Civil War Casualties

Whenever someone brings up the civil war when speaking about U.S. casualties and costs, I usually blow them off. The reason I do this is because the civil war killed U.S. citizens on both sides. It was not so much of a war as the quelling of rebels. Unlike other wars, there was 0% chance of us avoiding this war--other wars, like Vietnam or WWI, we could have simply NOT joined (outcomes would have been different, sure, but we didn't HAVE to fight them). The Civil war though, threatened our authority as a nation-state. It was necessary for us to go into the south fight a costly war, the only one fought on U.S. soil destroying U.S. buildings and farms in the north and in the south, and killing U.S. citizens in the north and in the south.

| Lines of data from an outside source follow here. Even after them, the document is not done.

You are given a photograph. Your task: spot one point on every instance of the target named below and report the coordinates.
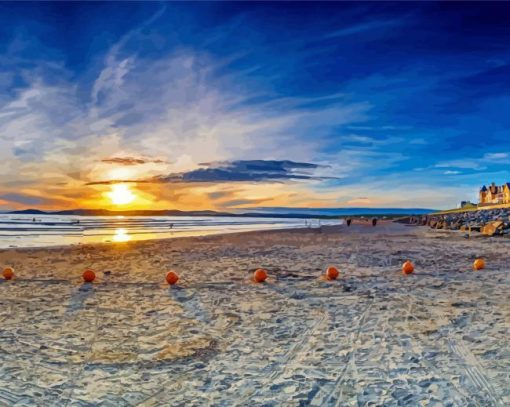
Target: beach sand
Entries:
(437, 337)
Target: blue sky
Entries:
(237, 105)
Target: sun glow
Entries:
(121, 194)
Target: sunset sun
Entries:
(121, 194)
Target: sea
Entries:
(58, 230)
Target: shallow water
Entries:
(56, 230)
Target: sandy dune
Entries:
(374, 337)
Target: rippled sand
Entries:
(374, 337)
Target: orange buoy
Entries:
(407, 267)
(260, 275)
(478, 264)
(172, 277)
(88, 275)
(332, 273)
(8, 273)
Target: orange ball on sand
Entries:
(478, 264)
(172, 277)
(407, 267)
(89, 275)
(260, 275)
(8, 273)
(332, 273)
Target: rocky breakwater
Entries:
(489, 222)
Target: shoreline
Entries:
(435, 337)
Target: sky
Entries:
(231, 106)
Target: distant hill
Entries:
(345, 211)
(276, 212)
(29, 212)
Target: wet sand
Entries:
(374, 337)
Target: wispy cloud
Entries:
(234, 171)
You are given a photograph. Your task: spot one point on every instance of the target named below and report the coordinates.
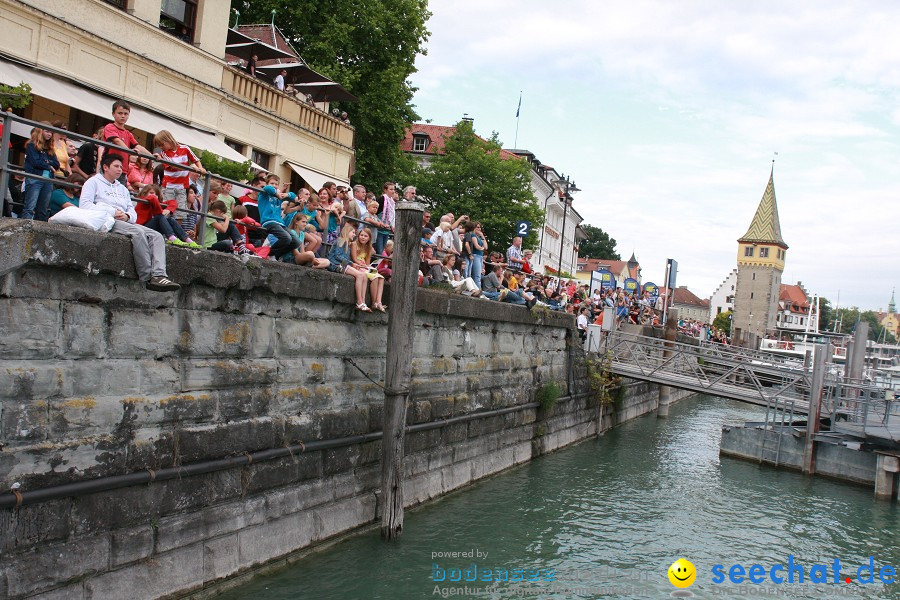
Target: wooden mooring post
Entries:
(665, 392)
(817, 388)
(398, 367)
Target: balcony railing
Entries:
(287, 107)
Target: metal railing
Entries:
(710, 369)
(6, 169)
(860, 407)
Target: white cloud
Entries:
(667, 114)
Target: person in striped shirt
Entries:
(175, 180)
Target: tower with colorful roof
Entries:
(761, 257)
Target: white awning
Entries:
(314, 178)
(99, 104)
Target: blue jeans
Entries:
(380, 241)
(285, 242)
(167, 226)
(37, 199)
(476, 264)
(511, 297)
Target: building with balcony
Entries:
(167, 58)
(795, 311)
(424, 142)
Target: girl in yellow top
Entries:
(361, 253)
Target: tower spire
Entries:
(765, 227)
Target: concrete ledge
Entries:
(29, 243)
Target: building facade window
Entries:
(261, 158)
(178, 18)
(236, 146)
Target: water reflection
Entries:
(616, 512)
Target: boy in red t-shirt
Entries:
(176, 180)
(115, 133)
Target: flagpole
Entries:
(518, 110)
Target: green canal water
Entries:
(606, 518)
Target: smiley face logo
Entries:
(682, 573)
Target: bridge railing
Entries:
(715, 369)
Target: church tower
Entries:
(761, 256)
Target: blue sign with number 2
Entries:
(522, 228)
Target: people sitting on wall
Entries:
(140, 174)
(341, 262)
(39, 160)
(361, 253)
(59, 148)
(221, 234)
(430, 267)
(176, 180)
(384, 263)
(104, 191)
(461, 285)
(161, 217)
(65, 196)
(116, 133)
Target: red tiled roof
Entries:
(793, 298)
(682, 295)
(438, 136)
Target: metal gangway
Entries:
(862, 408)
(727, 371)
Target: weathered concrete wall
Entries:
(832, 460)
(101, 378)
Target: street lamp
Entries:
(566, 188)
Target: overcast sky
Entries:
(668, 114)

It isn't that this wasn't a real war with real guns and real fighting. It's that it isn't comparable to a national war. People who try to use the statistics of this war to prove a point about international wars are using a logical fallacy. It's about like comparing apples to oranges.

And that is without mentioning the fact that modern warfare brings less casualties due to advances in medicine, more environmental and economic tragedies due to advances in warfare, and other outcomes of learning how to fight better. Times have changed and scholars and journalists need to compensate for that. You can't really compare wars that are distant from one another by over 100 years.